Cue this recent post from a consumer…

http://www.crymod.com/thread.php?threadid=34805

In the event the post is ever removed, which would not be surprising, the complainant lays forth his great and terrible saga of trying to deal successfully and wholly reasonably with Electronic Arts tech support. His problem revolved around his inability to run his downloaded copy of the game in 64-bit mode, commensurate with his Vista OS. His e-mails were quite reasoned and detailed. They were met – time after time – with form letter responses, extolling him to do things that were plainly useless. EA support refused to address his request for a regular physical copy of the game, which would certainly bypass the downloader nature of his problem. EA support actually refused to address pretty much anything he had to say in his e-mails… the man was speaking in a vacuum, whilst tech support flunkies garnered wages filing the reports and sending the messages they were obliged to robotically file and send.
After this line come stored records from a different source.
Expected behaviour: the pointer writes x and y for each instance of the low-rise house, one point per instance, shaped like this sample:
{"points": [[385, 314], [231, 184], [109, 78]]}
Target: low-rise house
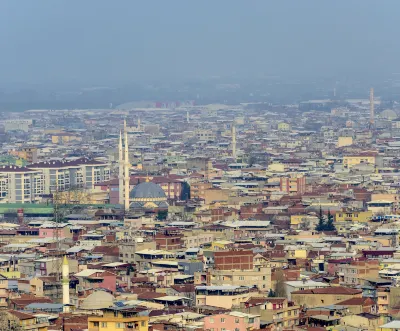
{"points": [[324, 296], [235, 321]]}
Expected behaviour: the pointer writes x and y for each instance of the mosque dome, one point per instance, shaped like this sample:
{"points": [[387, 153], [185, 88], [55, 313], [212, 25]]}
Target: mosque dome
{"points": [[98, 300], [148, 195]]}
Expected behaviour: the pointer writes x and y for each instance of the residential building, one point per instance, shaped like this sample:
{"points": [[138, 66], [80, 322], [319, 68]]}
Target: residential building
{"points": [[324, 296], [235, 321]]}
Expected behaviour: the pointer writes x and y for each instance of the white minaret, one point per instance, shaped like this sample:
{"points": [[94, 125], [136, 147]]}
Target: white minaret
{"points": [[65, 284], [121, 171], [126, 170], [234, 142]]}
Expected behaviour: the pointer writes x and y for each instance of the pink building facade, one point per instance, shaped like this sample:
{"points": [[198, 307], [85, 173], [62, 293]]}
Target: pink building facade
{"points": [[233, 321]]}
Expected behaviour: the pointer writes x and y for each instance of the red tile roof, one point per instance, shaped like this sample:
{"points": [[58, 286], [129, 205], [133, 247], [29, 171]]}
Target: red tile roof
{"points": [[330, 290]]}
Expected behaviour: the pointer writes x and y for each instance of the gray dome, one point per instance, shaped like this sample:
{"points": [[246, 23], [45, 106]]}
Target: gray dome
{"points": [[147, 191]]}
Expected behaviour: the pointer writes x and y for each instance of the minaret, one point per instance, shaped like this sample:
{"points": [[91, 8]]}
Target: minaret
{"points": [[234, 142], [371, 108], [65, 284], [126, 170], [121, 171]]}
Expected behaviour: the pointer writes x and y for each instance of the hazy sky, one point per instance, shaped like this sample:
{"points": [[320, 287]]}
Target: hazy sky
{"points": [[115, 41]]}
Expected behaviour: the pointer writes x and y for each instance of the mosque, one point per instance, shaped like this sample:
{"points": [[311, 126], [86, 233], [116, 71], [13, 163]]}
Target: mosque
{"points": [[146, 196]]}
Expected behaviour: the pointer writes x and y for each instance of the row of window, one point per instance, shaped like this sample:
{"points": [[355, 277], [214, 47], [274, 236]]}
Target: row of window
{"points": [[118, 325]]}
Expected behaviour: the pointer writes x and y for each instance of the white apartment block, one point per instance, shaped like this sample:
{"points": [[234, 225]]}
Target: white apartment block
{"points": [[27, 184]]}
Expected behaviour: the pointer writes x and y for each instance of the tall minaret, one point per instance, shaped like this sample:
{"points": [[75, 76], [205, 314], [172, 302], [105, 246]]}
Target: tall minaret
{"points": [[371, 108], [126, 169], [121, 171], [65, 284], [234, 142]]}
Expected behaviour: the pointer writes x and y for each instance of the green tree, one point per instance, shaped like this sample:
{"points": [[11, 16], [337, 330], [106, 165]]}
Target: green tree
{"points": [[321, 221], [329, 224]]}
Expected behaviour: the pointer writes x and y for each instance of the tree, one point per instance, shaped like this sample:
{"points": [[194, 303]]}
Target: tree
{"points": [[9, 322], [321, 221], [329, 226], [280, 288]]}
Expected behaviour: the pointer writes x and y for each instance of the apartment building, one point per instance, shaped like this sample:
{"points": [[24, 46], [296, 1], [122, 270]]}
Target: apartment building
{"points": [[63, 175], [257, 277], [283, 313], [221, 296], [234, 320], [294, 184], [28, 184], [20, 184], [119, 318], [355, 271]]}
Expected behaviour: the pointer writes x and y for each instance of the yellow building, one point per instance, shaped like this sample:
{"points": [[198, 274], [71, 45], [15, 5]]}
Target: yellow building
{"points": [[284, 126], [64, 138], [27, 321], [259, 277], [119, 319], [350, 161], [353, 216], [391, 326], [220, 245], [278, 167], [345, 141]]}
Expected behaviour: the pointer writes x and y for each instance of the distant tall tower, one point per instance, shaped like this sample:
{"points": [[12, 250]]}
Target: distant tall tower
{"points": [[126, 169], [123, 174], [65, 284], [234, 142], [371, 108], [121, 171]]}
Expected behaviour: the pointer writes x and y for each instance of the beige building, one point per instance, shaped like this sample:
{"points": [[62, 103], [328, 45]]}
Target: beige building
{"points": [[344, 141], [277, 310], [221, 296], [259, 277], [324, 296], [127, 249]]}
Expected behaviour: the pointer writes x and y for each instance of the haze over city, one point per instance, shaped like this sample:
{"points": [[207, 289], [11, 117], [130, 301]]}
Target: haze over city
{"points": [[199, 165]]}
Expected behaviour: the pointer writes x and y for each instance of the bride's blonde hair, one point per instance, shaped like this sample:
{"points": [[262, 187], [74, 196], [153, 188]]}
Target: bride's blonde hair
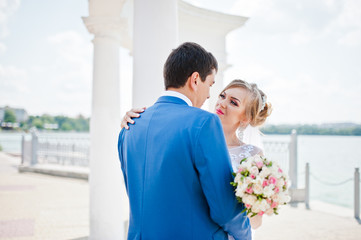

The post was on a Crytek website, in their forums. The man thought he might garner some help in such developer environs, obviously.

This brings me to the point of this writ. Now, to be fair, I was going to describe how the eventual official Crytek response to the man`s situation was to berate the community for their negativity, and to advise the complainant that he could resolve the issue only by taking it up with EA tech support… which was as is self-evident by the posts that bade the response of course impossible. This is entirely true. A footnote is required however, to add that the same individual from Crytek posted a subsequent message asserting that EA had indeed agreed to send him a physical copy of the game to get him over this software bug. Good for Crytek, and may the arrival time of the man`s physical disc be short and monitored.

EA should have read the man`s posts. EA should have responded seriously to the man`s concerns and moved to address them. Crytek should not have initially blown him off and locked the issue thread. Crytek should have moved to investigate on his behalf, asking some serious questions about just what kind of tech support their partner was offering for their triple-A title which had been so graciously entrusted to EA. Crytek should have done so for this man and to insure that others who may have the same problem – of which there are still certainly a number – get it resolved satisfactorily, leaving the consumers happy instead of rightly disgruntled. And this man should not have had to go through the trials he had to go through, ultimately making a desperate plea on a public forum, for EA tech support to actually do their jobs and act in accordance with the better tenets & traditions of good commerce.